После работы я пошел беседовать со священником. Он сказал, что мои тревоги надуманные, что у меня слишком богатое воображение и слабые нервы. Сказал, что я маловерен и склонен к духовной прелести.
— Вы соблазняетесь, потому что перескакиваете через ступени. То, о чем вы читаете и думаете, то вам и отзывается. Сколько раз вам говорено, не лезьте вы в сложное богословие, оставьте в покое Максима Исповедника, рано вам. Лучше бросьте курить для начала. Авву Дорофея читайте, Никона Воробьева… Прошу меня извинить…
Батюшка прервался, отвлеченный торжественным трезвоном, зазвучавшим откуда я и не ждал — из-под полы рясы. Пошерудив в безразмерных складках черного своего одеяния, священник сигнал сбросил, поставил мобильник на вибрацию и продолжал поучать:
— …Николая Сербского еще можно. Смиряйтесь. Ближних любите. Женитесь, наконец. Иначе не только приметы будете видеть, а совсем помрачитесь.
— А как же сообщение в кинотеатре? Оно не было фантазией. Жаль, скриншот не сделал, я бы вам показал.
— А, — махнул рукою (обычное, мол, дело) монах. — Это тайна беззакония. От врага. Читайте акафист Пресвятой Богородице и ничего не бойтесь. Господь и Бог наш… — затянул он разрешительную молитву, покрыв епитрахилью мою голову.
Я допоздна ходил по городу тем вечером. Думал о том, что невозможно человеку, дошедшему до уверенности в существовании высшей силы, с такой же убежденностью укорениться в одной из вер.
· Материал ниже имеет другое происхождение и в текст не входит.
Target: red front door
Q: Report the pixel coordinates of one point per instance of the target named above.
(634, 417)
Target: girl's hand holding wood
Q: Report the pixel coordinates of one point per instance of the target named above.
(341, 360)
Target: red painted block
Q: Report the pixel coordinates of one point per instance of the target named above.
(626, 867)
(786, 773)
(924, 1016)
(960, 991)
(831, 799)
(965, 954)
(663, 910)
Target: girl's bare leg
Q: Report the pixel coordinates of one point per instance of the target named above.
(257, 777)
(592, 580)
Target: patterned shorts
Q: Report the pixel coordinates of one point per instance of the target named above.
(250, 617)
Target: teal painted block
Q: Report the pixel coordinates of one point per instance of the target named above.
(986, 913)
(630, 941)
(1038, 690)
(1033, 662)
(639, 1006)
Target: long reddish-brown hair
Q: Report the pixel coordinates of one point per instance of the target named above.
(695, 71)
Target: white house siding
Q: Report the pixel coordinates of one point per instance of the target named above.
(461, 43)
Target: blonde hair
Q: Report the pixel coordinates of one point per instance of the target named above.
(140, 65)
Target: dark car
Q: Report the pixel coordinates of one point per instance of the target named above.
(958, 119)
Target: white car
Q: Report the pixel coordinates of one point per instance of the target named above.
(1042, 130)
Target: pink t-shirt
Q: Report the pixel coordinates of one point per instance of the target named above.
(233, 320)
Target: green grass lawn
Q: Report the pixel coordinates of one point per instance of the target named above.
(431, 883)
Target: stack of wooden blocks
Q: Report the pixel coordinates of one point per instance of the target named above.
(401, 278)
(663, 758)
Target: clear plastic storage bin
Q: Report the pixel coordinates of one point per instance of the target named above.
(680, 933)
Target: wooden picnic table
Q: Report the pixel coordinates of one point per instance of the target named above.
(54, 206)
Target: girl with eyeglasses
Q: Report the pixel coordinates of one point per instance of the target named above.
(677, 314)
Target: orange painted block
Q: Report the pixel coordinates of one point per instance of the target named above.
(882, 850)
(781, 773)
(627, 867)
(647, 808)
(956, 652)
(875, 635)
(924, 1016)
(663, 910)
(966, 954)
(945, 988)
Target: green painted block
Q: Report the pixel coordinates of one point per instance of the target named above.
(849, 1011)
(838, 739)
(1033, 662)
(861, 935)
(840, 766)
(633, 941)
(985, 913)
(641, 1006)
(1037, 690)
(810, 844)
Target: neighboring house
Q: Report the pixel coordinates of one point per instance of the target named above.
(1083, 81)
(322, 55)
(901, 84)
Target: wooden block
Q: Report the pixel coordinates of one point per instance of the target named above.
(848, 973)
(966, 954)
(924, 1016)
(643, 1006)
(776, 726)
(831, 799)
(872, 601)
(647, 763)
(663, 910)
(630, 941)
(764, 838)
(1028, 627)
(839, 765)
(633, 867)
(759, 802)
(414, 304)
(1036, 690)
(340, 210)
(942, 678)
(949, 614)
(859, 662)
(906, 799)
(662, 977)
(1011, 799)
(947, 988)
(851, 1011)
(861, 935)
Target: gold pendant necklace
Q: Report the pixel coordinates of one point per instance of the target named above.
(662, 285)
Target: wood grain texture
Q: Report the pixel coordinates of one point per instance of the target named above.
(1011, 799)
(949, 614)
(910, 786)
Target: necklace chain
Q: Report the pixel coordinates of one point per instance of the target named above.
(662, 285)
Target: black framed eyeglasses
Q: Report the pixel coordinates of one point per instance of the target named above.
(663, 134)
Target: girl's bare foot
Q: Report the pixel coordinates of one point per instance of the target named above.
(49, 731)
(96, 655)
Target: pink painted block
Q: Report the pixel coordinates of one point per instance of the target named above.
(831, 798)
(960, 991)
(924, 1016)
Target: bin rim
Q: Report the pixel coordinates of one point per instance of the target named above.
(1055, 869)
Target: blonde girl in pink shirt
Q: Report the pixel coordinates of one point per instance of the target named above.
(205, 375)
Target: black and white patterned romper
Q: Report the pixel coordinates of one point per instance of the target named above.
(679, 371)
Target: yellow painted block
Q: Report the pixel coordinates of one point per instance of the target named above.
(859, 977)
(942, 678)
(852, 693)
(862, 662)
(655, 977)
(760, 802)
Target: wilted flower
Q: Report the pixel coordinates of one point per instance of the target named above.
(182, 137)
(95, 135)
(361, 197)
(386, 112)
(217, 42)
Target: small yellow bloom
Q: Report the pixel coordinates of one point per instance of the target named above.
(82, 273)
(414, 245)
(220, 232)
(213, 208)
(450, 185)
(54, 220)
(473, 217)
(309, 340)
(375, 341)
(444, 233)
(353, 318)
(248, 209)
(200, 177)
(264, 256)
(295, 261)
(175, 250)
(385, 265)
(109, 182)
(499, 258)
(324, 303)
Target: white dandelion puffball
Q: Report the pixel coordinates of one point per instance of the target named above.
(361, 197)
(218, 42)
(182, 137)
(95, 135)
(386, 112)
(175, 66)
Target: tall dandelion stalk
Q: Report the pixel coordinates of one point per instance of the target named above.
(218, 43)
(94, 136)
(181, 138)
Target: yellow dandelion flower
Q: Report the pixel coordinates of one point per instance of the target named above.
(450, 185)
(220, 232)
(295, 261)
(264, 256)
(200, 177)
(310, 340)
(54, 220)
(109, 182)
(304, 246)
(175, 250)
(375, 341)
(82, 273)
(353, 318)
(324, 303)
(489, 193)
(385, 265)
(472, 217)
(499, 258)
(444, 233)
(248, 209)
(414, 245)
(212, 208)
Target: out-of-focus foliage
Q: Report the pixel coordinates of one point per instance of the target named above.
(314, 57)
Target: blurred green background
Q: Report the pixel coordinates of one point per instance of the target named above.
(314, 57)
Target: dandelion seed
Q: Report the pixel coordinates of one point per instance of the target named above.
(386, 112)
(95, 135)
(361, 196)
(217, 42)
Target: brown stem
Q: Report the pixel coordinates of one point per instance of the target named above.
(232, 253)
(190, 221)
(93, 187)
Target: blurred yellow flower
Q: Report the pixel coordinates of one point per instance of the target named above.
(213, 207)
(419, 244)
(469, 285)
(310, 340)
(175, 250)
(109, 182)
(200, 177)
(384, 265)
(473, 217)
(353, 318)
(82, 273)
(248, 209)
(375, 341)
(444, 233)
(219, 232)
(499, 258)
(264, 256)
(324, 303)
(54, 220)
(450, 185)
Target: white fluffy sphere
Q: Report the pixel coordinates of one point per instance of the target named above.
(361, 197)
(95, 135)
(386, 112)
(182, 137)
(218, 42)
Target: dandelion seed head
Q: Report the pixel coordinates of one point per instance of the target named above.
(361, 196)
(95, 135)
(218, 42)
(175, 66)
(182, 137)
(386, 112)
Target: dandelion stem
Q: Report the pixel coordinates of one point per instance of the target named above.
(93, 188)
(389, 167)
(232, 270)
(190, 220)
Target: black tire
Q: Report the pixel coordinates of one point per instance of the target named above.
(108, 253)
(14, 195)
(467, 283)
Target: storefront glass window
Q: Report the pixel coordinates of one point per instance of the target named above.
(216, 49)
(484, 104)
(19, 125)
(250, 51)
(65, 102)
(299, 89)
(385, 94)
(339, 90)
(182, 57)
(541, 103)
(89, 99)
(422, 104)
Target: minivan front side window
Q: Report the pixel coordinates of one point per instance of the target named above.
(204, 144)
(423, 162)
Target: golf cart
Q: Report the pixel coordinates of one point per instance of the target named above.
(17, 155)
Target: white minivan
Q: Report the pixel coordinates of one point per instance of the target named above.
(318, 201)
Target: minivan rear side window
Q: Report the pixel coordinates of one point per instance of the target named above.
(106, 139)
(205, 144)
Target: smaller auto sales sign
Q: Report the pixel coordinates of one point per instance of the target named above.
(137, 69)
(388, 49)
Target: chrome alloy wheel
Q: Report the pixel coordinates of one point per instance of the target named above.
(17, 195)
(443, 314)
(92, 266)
«Лев Толстой с этим намучился, вспомни, что он писал. Что каждый расхваливает своего провайдера. И все друг с другом переругались. Яснополянский старец заключает: та лишь вера истинна, которая для всех людей. Что ж, это рационально, рассудочно, это понятно, хоть и выхолощено как-то. Конечно, богословский выход из толстовского затруднения мне прекрасно известен… Высказался на этот счет, однако, и другой — у которого проза, как фокус, как магия, — утверждавший, что к Богу приходят одинокие путешественники, а не толпы с поводырем… А один, называвший Горького Максимушкой и жаждавший не русской Пасхой разговеться, а пировать с евреями, закусывая маслянистой, фаршированной яйцами щукой, писал, что во Христе мир прогорк… И, надо признать, попал в цель, ведь все когда-то любимые мной книги, фильмы и песни после нырка в веру покатились, как идолы, в мысленный Днепр… Скучаю ли? Есть такое. Могу ли вернуть? Нет, даже если захочу…»
Я добрел до сквера писателей, бывшего в самом центре города. Там проходило какое-то молодежное мероприятие: желтела под фонарем на скорую руку возведенная сцена, от которой тянулись к кустам сирени и бюстам местных поэтов-фронтовиков, оплетая их с нарочитой небрежностью, моргающие золотыми огоньками гирлянды. Благоухала акация. Сидели на лавках и даже прямо на земле юноши и девушки с гитарами, планшетами, термосами, кружками-непроливайками. Татуировки. Клетчатые рубашки. Волосы кричащих цветов — индиговые, цикламеновые. Я на этом фоне выглядел старомодным. Мне бросилось в глаза, что у многих молодых людей (как минимум у пятерых) была в руках или лежала на коленях одна и та же книга в серо-зеленом переплете с изображением старого деревянного дома да сарая, украшенного граффити в виде распахнутого глаза. «Конец света, моя любовь» — гласил заголовок.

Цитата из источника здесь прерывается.